第9話 紅き月の咆哮

夜空に浮かぶ月は、不気味に赤く染まっていた。

 斬牙は校舎の屋上に立ち、眼下に広がる無数のゾンビを睨みつける。まるで獣の群れのように蠢き、ひときわ大きな影が群れの中心で吠えていた。


「……来やがったな。“異形”の上位種か」


 ゾンビの群れを束ねる存在――全身を鋼鉄のような皮膚で覆われ、片腕が巨大な鎌と化した怪物。
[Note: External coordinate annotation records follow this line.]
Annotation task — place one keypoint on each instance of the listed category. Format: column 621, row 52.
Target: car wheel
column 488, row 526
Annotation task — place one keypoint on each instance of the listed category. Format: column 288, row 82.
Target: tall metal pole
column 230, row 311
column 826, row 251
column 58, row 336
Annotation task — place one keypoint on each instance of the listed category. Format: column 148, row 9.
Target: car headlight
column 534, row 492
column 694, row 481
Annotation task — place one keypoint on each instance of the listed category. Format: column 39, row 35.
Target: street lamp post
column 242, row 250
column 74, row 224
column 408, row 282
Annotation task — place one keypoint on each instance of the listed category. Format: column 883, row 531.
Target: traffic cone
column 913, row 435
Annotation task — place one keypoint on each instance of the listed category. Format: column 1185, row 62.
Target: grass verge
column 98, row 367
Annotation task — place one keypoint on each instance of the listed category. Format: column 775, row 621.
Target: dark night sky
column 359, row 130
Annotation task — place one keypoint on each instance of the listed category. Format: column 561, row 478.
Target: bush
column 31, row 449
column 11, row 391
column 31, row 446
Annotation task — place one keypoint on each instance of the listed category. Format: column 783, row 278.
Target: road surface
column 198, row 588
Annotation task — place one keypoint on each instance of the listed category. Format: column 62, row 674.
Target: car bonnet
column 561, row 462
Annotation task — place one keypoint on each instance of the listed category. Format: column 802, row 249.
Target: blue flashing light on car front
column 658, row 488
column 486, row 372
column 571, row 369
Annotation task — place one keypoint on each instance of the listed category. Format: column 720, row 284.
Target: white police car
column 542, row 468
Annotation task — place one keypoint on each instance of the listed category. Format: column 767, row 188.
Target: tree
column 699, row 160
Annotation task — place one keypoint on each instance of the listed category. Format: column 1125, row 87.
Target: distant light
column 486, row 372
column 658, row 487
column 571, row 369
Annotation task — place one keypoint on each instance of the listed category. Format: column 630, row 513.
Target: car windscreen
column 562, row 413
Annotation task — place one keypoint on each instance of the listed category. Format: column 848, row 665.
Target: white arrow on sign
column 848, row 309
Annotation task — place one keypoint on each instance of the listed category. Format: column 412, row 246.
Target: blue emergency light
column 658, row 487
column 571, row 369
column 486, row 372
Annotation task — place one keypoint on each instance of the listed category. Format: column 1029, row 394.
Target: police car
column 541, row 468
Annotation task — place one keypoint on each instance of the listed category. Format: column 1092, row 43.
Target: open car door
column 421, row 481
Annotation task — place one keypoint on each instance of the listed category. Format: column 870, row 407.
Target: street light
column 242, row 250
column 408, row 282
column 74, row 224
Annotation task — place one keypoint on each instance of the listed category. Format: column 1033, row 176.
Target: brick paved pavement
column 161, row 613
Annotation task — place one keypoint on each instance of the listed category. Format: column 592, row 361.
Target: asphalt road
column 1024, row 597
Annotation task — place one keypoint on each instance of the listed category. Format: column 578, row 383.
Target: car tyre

それはただのゾンビではなく、知性を持った“鬼屍”だった。


 隣には仲間の 真白 と 豪。

 真白は弓を構え、豪は拳を鳴らす。

 しかし斬牙の胸中には、彼らを守れるかという不安が渦巻いていた。


 赤い月の下、刀を抜く。

 前世、侍として無数の戦場を駆け抜けた感覚が蘇る。血の匂い、鋼の重み、そして死と隣り合う冷たい気配。


「俺が前へ出る。二人は援護を頼む」

「無茶するなよ、斬牙!」

「……大丈夫。ここで退けば、町が終わる」


 鬼屍が咆哮し、地響きと共に飛びかかってきた。

 刹那、斬牙の身体は自然に動いた。

 月光を背にしながら、鋭い剣閃を放つ。


「――斬牙流・影裂きッ!」


 刀が残像を残し、鬼屍の鎌腕を切り裂く。

 黒い血が飛び散り、怪物が怒声を上げた。


 しかし戦いは終わらない。

 群れのゾンビたちが四方から押し寄せ、屋上は瞬く間に戦場と化した。

 真白の矢が唸りを上げ、豪の拳が骨を砕く。だが数は尽きない。


「数が……多すぎるッ!」

「くそ、押し切られるぞ!」


 追い詰められたその時――

 斬牙の瞳が紅く輝いた。

 赤い月に呼応するかのように、前世の“侍の魂”が完全に覚醒したのだ。


 刀を握る手に、異様な力が宿る。

 空気すら震える殺気。

 鬼屍がわずかに怯む。


「――俺は、退かぬ。侍の誓いにかけてッ!」


 叫びと共に斬牙は踏み込んだ。

 紅き月の下、鋼と鋼がぶつかり合い、夜の闇を裂く激闘が始まる――。